Some visualizers like kwic
allow to show only a certain base text,
this parameter controls which one.
Examples
In this example https://korpling.german.hu-berlin.de/annis3-snapshot/ is the base URL for the ANNIS user interface. When entering the URL
https://korpling.german.hu-berlin.de/annis3-snapshot/embeddedvis/grid?
embedded_ns=tei&
embedded_instance=&
embedded_salt=http%3A%2F%2Flocalhost%3A5713%2Fannis%2Fquery%2Fsearch%2Fsubgraph%3Fmatch%3Dtei%3A%3Asic%3A%3Asalt%3A%2FGUM%2FGUM_whow_languages%2F%2523sic_487%26left%3D5%26right%3D5&
embedded_interface=https://korpling.german.hu-berlin.de/annis3-snapshot/%23_q%3Dc2lj%26_c%3DR1VN%26cl%3D5%26cr%3D5%26s%3D10%26l%3D10%26m%3D12
the following web page is shown:
The namespace is "tei", the instance is the default one (empty name).
There is a dynamic URL to the REST web service running at localhost
(the service must be reachable by the web server, not the client)
and a back-link to the interface is given.
All parameters must be URL encoded (especially the ones that are URLs by theirself).
Instead of having only a subgraph with for a single match the following example shows a complete document:
https://korpling.german.hu-berlin.de/annis3-snapshot/embeddedvis/htmldoc?
embedded_instance=scriptorium2&
embedded_match=Abraham::norm::salt:/abraham.our.father/Abraham.XL93-94_merge/%23norm_15&
embedded_salt=http%3A%2F%2Flocalhost%3A5713%2Fannis%2Fquery%2Fgraph%2Fabraham.our.father%2FAbraham.XL93-94_merge%3Ffilternodeanno%3Dcb%2CAbraham%3A%3Anorm%2Cpb_xml_id%2Clb%2Chi_rend&
embedded_interface=https://korpling.german.hu-berlin.de/annis3-snapshot/scriptorium2%23_q%3Dbm9ybT0i4rKb4rKf4rKp4rKn4rKJIg%26_c%3DYWJyYWhhbS5vdXIuZmF0aGVy%26cl%3D5%26cr%3D5%26s%3D0%26l%3D10%26_seg%3Dd29yZA%26m%3D0&
embedded_base=word&
config=dipl
embedded_salt
refers to the graph function annis.service.QueryService.graph(...)
and this example uses the configuration from the "scriptorium2" instance.
The additional parameter config
is a mapping parameter of the htmldoc
visualizer.
Install backend and front-end on different servers
It is possible to install the service and the front-end on different servers.

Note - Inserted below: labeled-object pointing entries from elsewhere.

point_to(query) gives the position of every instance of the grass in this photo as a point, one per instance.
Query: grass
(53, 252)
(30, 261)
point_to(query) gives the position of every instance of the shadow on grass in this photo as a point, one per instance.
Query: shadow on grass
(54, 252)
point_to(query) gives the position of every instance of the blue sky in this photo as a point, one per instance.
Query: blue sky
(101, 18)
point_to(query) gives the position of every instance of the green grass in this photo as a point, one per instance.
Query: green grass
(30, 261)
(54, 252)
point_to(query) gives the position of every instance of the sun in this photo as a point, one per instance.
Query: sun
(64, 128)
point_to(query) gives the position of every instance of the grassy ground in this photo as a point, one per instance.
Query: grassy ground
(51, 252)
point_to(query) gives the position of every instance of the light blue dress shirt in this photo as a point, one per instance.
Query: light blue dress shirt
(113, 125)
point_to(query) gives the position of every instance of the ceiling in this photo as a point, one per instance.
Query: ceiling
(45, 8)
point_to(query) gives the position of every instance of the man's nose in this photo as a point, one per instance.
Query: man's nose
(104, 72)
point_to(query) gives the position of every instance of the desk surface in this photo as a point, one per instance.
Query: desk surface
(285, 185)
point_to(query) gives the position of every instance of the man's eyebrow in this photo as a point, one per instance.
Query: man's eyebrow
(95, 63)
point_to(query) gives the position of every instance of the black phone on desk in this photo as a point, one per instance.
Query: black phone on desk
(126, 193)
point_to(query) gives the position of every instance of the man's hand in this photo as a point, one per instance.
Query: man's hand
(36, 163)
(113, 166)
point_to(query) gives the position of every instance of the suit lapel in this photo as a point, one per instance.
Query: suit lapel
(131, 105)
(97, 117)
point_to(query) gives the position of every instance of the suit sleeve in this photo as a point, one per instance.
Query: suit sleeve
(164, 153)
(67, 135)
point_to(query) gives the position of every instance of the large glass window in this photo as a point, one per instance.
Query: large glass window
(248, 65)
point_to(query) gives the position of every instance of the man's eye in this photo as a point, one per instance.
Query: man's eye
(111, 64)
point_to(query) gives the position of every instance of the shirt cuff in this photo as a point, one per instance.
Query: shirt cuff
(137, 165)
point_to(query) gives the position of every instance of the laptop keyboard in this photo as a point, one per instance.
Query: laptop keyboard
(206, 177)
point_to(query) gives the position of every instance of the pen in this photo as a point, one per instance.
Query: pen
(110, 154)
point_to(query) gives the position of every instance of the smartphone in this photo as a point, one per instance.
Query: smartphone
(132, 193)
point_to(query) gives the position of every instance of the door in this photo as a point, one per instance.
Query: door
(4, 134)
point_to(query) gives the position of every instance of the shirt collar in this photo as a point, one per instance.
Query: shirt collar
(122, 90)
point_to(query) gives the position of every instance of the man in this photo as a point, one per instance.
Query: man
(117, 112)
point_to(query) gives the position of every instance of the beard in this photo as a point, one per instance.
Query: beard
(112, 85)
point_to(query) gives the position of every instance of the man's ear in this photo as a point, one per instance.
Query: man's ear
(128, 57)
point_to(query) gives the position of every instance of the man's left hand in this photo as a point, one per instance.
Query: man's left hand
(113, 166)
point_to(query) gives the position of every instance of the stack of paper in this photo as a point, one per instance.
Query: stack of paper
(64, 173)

Per-default the ANNIS REST service is only listening to connections from localhost for security reasons. You should use a proxy server if you want to enable access from outside. E.g. the Apache configuration could look like this:
ProxyPass /annis3-service http://localhost:5711
<location /annis3-service>
SSLRequireSSL
</location>
If you your server is example.com
this configuration would result in the service URL https://example.com/annis3-service/v1/
The service is responsible for the authentication and authorization (see the user configuration for more information), thus the corpora are only accessible by the service if the user can provide the appropriate credentials. User names and passwords will be sent as clear text over the network. Thus you should always make sure to enforce encrypted SSL (HTTPS) connections for the public accessible service.
After you made the service available for other servers you have to configure the front-end to use this non-default service URL.
Change the file application.properties
and set the annis.webservice-url
to the right value:
annis.webservice-url=https://example.com/annis3-service/v1
If you want to secure your service even further you might want to setup a firewall in a way that only the server running the front-end is allowed to access the HTTP(S) port on the server running the backend service.